Grass was trained as a tank gunner and fought with the 10th SS Panzer Division Frundsberg until its surrender to U.S. forces at Marienbad. In 2007, Grass published an account of his wartime experience in The New Yorker, including an attempt to "string together the circumstances that probably triggered and nourished my decision to enlist." To the BBC, Grass said in 2006:
It happened as it did to many of my age. We were in the labour service and all at once, a year later, the call-up notice lay on the table. And only when I got to Dresden did I learn it was the Waffen-SS.
Joachim Fest, conservative German journalist, historian and biographer of Adolf Hitler, told the German weekly Der Spiegel about Grass's disclosure:
After 60 years, this confession comes a bit too late. I can't understand how someone who for decades set himself up as a moral authority, a rather smug one, could pull this off.
As Grass has for many decades been an outspoken left-leaning critic of Germany's treatment of its Nazi past, his statement caused a great stir in the press.

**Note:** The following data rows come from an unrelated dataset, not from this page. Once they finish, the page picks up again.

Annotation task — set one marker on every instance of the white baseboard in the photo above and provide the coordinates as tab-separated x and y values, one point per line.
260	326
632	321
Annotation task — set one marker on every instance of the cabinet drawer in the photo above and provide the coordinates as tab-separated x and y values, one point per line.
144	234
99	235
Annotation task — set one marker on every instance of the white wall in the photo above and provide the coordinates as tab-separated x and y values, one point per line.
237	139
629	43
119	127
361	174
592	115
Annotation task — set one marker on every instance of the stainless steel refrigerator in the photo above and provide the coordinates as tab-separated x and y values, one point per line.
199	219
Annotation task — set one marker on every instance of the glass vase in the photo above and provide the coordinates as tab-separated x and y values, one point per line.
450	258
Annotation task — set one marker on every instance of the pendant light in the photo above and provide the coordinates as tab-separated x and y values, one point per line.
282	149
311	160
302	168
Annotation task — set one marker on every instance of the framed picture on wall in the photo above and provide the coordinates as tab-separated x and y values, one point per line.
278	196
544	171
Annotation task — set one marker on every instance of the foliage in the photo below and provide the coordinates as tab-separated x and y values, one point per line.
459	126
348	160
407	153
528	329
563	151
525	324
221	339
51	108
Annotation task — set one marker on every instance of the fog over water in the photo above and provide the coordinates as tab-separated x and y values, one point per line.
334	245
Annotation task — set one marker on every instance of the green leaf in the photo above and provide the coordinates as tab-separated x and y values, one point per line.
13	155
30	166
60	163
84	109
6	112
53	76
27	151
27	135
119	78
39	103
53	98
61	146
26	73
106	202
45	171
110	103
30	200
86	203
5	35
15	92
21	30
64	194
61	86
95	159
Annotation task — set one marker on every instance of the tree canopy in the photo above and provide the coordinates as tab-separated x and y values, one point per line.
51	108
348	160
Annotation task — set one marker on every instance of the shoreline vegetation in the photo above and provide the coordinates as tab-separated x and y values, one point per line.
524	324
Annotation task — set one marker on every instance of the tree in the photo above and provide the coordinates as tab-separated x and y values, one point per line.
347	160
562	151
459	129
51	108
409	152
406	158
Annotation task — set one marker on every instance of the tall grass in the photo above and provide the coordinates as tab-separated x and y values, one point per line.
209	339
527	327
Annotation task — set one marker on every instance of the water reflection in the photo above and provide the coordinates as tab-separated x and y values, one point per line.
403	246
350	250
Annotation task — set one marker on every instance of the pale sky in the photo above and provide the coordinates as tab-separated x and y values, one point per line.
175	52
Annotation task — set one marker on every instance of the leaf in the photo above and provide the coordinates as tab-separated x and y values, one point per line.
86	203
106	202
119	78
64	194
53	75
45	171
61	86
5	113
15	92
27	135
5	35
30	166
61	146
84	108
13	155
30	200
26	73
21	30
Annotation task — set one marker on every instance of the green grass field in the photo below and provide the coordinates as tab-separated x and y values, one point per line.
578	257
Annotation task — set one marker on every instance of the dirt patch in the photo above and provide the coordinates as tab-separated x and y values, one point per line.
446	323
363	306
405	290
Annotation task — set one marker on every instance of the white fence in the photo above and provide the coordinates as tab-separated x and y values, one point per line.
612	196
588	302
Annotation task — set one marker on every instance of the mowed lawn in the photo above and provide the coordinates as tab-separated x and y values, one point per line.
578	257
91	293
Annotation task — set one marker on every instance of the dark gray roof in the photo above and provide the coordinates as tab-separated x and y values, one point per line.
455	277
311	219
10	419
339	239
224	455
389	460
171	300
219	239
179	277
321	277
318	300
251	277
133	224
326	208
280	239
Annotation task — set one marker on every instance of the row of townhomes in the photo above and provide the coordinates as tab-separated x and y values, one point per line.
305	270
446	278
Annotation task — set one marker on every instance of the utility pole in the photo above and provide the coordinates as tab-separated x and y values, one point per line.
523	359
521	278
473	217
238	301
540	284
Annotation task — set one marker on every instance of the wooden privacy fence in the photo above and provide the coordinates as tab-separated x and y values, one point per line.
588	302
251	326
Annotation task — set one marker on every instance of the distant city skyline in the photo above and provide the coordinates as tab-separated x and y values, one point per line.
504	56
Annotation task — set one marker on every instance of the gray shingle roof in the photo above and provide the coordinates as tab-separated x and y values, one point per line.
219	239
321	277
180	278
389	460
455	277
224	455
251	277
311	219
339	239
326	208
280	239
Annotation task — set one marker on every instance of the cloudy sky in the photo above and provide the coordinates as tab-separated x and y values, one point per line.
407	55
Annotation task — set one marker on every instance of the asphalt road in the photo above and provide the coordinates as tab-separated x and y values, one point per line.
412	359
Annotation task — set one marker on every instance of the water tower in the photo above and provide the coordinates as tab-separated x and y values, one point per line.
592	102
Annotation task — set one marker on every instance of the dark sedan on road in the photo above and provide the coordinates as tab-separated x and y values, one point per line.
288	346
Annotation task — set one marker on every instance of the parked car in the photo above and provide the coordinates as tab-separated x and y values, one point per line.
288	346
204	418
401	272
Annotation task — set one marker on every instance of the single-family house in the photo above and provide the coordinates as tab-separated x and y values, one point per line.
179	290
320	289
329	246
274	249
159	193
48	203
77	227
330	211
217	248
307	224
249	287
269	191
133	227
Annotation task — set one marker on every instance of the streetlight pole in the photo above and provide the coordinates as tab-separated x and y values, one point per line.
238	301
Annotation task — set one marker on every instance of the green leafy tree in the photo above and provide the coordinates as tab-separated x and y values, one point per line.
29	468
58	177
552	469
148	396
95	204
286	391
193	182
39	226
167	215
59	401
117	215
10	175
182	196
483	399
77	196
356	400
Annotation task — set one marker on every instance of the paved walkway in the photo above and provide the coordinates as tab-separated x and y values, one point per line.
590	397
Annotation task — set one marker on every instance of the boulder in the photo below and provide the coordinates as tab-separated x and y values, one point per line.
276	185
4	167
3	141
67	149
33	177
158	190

Rolf Hochhuth said it was "disgusting" that this same "politically correct" Grass had publicly criticized Helmut Kohl and Ronald Reagan's visit to a military cemetery at Bitburg in 1985, because it also contained graves of Waffen-SS soldiers. In the same vein, the historian Michael Wolffsohn has accused Grass of hypocrisy in not earlier disclosing his SS membership. Many have come to Grass' defense based upon the fact the involuntary Waffen-SS membership was very early in Grass' life, starting when he was drafted shortly after his seventeenth birthday, and also precisely because he has always been publicly critical of Germany's Nazi past, unlike many of his conservative critics. For example, novelist John Irving has criticised those who would dismiss the achievements of a lifetime because of a mistake made as a teenager.
Grass's biographer Michael Jürgs spoke of "the end of a moral institution". Lech Wałęsa had initially criticized Grass for keeping silent about his SS membership for 60 years, but after a few days had publicly withdrawn his criticism after reading the letter of Grass to the mayor of Gdańsk, and admitted that Grass "set the good example for the others." On 14 August 2006, the then-ruling party of Poland, Law and Justice, called on Grass to relinquish his honorary citizenship of Gdańsk. A 'Law and Justice' politician Jacek Kurski stated, "It is unacceptable for a city where the first blood was shed, where World War II began, to have a Waffen-SS member as an honorary citizen." However, according to a 2010 poll ordered by city's authorities, the vast majority of Gdańsk citizens did not support Kurski's position. The mayor of Gdańsk, Paweł Adamowicz, said that he opposed submitting the affair to the municipal council because it was not for the council to judge history.